Q: Our 12-year-old daughter has had diabetes for six years and is usually fine about it. However, she recently “snapped” and had a screaming fit about how she’s fed up with diabetes, how unhappy she is with her life and how there will never be a cure. Our endocrinologist warned us that this type of thing might happen, especially when puberty hits. I’m still in shock and don’t quite know how to respond. I hate that my normally sunny, happy girl is so miserable.
A: The first thing I usually say to parents who share with me situations similar to the one you describe is…great!
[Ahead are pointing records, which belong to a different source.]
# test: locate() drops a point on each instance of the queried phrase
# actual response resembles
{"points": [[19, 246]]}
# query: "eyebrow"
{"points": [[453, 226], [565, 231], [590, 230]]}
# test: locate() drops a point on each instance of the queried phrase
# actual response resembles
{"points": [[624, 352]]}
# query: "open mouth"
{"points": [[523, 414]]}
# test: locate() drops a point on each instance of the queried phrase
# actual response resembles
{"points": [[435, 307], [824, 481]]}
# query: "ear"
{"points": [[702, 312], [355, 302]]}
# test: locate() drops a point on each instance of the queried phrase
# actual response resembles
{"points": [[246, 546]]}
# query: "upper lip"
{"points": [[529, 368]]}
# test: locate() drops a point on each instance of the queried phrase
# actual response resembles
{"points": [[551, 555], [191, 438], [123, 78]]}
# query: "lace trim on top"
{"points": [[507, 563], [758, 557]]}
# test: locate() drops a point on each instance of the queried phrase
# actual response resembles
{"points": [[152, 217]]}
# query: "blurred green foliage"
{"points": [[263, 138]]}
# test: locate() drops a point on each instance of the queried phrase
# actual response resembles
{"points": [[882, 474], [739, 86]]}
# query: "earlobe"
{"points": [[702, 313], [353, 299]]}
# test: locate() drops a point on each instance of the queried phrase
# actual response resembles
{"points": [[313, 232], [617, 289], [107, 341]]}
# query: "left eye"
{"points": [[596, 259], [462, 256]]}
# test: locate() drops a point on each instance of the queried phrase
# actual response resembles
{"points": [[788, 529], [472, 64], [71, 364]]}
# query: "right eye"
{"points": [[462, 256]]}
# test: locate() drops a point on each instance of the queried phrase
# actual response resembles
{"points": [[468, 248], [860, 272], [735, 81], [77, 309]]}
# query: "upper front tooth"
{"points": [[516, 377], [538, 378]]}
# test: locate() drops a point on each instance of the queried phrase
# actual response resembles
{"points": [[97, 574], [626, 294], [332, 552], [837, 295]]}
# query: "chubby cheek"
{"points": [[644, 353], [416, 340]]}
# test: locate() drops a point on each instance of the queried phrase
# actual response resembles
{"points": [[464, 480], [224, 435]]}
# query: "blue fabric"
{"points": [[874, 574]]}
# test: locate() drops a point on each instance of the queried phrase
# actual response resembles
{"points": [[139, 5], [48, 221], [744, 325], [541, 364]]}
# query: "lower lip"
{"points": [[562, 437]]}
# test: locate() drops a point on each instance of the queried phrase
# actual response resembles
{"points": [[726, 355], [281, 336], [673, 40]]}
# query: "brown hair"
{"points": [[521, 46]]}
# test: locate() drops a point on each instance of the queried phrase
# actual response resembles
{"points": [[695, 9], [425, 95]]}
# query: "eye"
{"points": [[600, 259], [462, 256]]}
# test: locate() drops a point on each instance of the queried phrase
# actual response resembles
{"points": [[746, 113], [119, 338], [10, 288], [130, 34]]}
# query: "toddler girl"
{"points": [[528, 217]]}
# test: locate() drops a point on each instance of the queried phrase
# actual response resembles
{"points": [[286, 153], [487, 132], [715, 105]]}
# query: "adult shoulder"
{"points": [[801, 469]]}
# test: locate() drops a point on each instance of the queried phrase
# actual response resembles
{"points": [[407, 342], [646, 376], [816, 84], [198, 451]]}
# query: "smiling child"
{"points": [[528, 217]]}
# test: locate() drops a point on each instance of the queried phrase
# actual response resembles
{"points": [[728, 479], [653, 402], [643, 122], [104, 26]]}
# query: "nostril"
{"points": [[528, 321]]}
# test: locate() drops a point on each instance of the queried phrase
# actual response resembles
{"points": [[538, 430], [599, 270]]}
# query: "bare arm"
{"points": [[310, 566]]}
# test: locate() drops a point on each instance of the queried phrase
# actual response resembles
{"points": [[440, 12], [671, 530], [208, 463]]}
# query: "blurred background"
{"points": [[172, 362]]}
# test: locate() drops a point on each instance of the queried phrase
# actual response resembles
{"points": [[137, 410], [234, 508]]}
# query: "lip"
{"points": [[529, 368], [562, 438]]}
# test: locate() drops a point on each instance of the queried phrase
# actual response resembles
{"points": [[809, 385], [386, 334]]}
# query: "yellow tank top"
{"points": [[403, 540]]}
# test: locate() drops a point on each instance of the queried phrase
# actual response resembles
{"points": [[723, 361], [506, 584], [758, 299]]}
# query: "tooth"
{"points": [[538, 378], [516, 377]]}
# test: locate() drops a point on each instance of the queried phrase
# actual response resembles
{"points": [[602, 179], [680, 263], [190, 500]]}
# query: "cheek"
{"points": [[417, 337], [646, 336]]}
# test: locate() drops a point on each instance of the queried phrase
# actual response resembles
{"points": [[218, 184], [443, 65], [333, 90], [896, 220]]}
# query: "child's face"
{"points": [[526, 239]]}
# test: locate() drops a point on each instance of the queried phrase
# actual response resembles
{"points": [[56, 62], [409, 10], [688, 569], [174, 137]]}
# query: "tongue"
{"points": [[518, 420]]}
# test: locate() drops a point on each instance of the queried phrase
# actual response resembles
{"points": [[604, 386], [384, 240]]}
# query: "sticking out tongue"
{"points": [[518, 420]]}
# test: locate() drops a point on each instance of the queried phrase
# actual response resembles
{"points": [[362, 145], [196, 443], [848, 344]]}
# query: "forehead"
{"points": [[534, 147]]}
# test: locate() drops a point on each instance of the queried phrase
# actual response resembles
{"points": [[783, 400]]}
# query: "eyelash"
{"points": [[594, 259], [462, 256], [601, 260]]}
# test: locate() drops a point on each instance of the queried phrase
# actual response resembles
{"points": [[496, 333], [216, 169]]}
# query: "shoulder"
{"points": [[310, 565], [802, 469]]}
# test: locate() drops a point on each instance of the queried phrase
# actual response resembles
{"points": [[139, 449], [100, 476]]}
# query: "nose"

As hard as it is for you to hear this from your daughter and see her in so much pain, it’s much worse for a child with type 1 to keep these kinds of negative emotions bottled up.
When feelings are so raw, it’s often best for a parent to simply affirm the child’s emotions. In the heat of the moment, things like, “Let it all out,” “I’m here to listen,” and “I’m here to help,” can be effective statements on your part.
As for what led up to this outburst, let’s face it, being an adolescent with diabetes isn’t fair. At 12 years old, an age when kids naturally start spending less time with parents and more time going out with their friends, having diabetes can really cramp a kid’s style. It’s also an age when children with type 1 typically begin taking on more responsibility for their blood sugar management. How autonomous is your daughter in her care — does she know how to count carbs and check her blood sugar? On the flip side, some adolescents may act out when they’re overwhelmed or not quite ready to take on these tasks. Your diabetes educator is a great resource to help you strike a balance.
You mention that your daughter is normally sunny and happy — she probably still is! So many kids have outbursts like this and a few hours later, remarkably, they’re completely back to normal. Remember, your daughter can’t take a vacation from diabetes, but she can blow off a little steam. This is why my message to parents is often that there is nothing to do — no action step — to help your child feel better. Validate her feelings, let her know you’re there to help… and then let her take the lead.
If the outbursts continue or are accompanied by withdrawal from friends or not taking part in her usual activities, you might want to get in touch with the family therapist or social worker with your care team for specific advice.
Disclaimer: The information in these articles is not intended as medical advice. Families should check with their healthcare professionals regarding individual care.